In Threat of Dissent: A History of Ideological Exclusion and Deportation in the United States, Julia Rose Kraut reveals how the United States has a long history of barring or expelling foreign noncitizens based on their political expressions and associations to suppress dissent throughout the twentieth and twenty-first centuries, from the War on Anarchy to the Cold War to the War on Terror–-a history which includes Emma Goldman, Ernest Mandel, Carlos Fuentes, Charlie Chaplin, and John Lennon. Robert L. Tsai has called Threat of Dissent “A must-read for those who care about immigration or the First Amendment.” To celebrate the publication of the paperback edition, here is a brief excerpt from the book.
The Return of McCarranism
IN SEPTEMBER 1969, a forty-six-year-old Belgian Marxist economist named Ernest Mandel applied for a visa to visit the United States. Students at Stanford University had invited Mandel to attend a conference on “Technology and the Third World” in October and to participate in a debate with renowned Canadian-born Keynesian economist and Harvard University Professor John Kenneth Galbraith. While Mandel awaited his visa, other colleges and universities invited him to speak on their campuses, including Amherst College, Princeton University, Columbia University, the New School for Social Research, and the Massachusetts Institute of Technology. Mandel accepted these invitations. Yet, Mandel would never receive a visa to attend the Stanford conference and debate Galbraith, or to speak at those universities and colleges. Under the Nixon administration, Mandel was ideologically excluded and barred from entry to the United States.
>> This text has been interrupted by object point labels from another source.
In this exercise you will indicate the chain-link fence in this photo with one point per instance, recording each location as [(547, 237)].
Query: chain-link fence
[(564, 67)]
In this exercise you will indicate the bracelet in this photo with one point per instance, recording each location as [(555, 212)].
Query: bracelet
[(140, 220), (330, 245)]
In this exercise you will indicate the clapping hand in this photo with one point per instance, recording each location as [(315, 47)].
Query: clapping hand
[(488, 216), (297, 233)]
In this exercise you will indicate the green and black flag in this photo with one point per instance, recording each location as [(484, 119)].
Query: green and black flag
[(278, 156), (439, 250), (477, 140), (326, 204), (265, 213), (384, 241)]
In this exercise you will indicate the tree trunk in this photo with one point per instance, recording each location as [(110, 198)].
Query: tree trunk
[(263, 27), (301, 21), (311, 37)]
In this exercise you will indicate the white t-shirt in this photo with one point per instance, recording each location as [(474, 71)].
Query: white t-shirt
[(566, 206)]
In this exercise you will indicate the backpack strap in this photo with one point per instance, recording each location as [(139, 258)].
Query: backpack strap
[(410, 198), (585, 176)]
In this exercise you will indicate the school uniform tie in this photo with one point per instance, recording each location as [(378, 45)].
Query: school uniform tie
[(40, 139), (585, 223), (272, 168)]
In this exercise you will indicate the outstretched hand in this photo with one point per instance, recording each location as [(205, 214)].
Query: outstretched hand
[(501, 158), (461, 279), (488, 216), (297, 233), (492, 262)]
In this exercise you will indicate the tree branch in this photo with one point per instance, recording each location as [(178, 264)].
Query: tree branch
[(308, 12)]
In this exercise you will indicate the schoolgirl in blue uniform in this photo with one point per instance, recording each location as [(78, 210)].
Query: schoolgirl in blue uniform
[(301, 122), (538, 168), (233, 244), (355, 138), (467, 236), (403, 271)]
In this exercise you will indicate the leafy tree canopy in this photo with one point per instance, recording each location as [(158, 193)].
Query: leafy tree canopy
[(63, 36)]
The presidency of Richard M. Nixon, who rose to prominence in the McCarthy era, marked the return of McCarranism and the use of ideological exclusion to suppress the threat of dissent. The motivations behind the Nixon administration’s decisions and use of ultimate discretion to exclude or deport, including in the case of Ernest Mandel, were political and self-interested. These exclusions and deportations were part of the Nixon administration’s abuse of power and use of retaliation to stifle critics, punish perceived enemies, win supporters, and secure Nixon’s reelection in 1972.
The return of McCarranism under the Nixon administration did not go unnoticed. It revived past arguments against ideological exclusion as a form of censorship, infringing on First Amendment rights, undermining values of free speech and democracy, and depicting the United States as a fearful, insecure nation. The Supreme Court once again confronted the question of whether to evaluate the constitutionality of explicit ideological restrictions under immigration or First Amendment legal precedent. While Mandel was not the only one who faced exclusion under the Nixon administration, his case resulted in the most important and influential legal strategies and constitutional challenges to ideological exclusion in the United States.